La hegemonía histórica de los partidos moderados, cuya coalición de hecho ha gobernado la UE desde hace mucho tiempo, empieza a correr riesgo. Existe entre los perdedores del Pacto Verde un creciente sentimiento de preterición ante una estrategia climática que arruina explotaciones, vacía comarcas, provoca desarraigo y genera desempleo. Las formaciones liberales y socialdemócratas, el eje del centro, están perdiendo influencia y crédito ante un populismo autoritario que les come el terreno. Y especialmente la derecha sufre el efecto de su tendencia al consenso, vista como una cesión o un complejo por muchos ciudadanos para quienes su modelo tradicional de vida está en juego. Suele suceder con este tipo de problemas que la gente busca por fuera del sistema las soluciones que no encuentra dentro.

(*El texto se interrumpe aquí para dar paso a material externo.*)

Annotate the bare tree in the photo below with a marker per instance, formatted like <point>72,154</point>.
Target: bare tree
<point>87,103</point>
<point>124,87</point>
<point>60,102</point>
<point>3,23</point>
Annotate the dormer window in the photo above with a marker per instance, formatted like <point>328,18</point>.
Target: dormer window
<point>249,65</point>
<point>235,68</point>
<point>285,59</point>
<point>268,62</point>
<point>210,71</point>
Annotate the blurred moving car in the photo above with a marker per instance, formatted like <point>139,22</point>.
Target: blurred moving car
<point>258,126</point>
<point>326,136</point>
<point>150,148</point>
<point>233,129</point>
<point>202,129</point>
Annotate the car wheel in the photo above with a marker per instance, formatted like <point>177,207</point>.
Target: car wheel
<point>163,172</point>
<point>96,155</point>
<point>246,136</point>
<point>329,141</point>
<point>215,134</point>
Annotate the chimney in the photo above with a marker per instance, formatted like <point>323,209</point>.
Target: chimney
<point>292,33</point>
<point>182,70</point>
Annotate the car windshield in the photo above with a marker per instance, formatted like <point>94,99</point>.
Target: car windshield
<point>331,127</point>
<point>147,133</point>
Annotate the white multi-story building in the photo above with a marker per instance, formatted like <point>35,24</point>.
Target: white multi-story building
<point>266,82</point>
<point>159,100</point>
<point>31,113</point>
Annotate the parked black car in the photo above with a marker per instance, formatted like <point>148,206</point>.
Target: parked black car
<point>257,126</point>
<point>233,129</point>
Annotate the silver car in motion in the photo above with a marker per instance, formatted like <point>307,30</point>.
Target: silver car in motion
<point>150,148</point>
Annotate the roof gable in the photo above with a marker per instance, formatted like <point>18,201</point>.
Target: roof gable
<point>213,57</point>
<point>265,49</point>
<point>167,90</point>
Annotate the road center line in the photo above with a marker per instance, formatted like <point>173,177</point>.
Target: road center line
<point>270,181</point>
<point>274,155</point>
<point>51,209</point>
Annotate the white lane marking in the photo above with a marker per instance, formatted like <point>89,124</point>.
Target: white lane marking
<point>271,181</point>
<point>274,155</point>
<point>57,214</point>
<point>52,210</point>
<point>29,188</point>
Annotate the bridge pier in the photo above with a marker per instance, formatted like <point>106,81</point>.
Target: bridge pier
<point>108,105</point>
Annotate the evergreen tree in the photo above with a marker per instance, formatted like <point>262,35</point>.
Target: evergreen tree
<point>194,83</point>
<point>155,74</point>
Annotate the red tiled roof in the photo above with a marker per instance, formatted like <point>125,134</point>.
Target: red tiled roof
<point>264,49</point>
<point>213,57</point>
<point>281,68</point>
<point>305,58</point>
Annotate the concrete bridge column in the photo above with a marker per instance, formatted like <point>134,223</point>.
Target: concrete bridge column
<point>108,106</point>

Se verá en las urnas. En la política democrática no se pueden ignorar los estados de opinión pública ni imponer por las bravas medidas o métodos que a los votantes no les gustan. La irrupción del radicalismo siempre obedece al desamparo de algunos sectores sociales que no se sienten escuchados por unos agentes de representación acomodados en el convencionalismo de sus discursos endogámicos. Ha ocurrido con el descontrol de la inmigración y va a ocurrir con el sector primario, donde cunde ya una acusada impresión de agravio. Dejar esas causas a los extremistas es un enorme error que los partidos tradicionales acabarán pagando, y el propio proyecto de la Unión se va a resentir de falta de respaldo. No es tan difícil de entender: se trata sólo de ir más despacio, de no dejar a nadie descolgado para evitar que la transición medioambiental desemboque en un fracaso.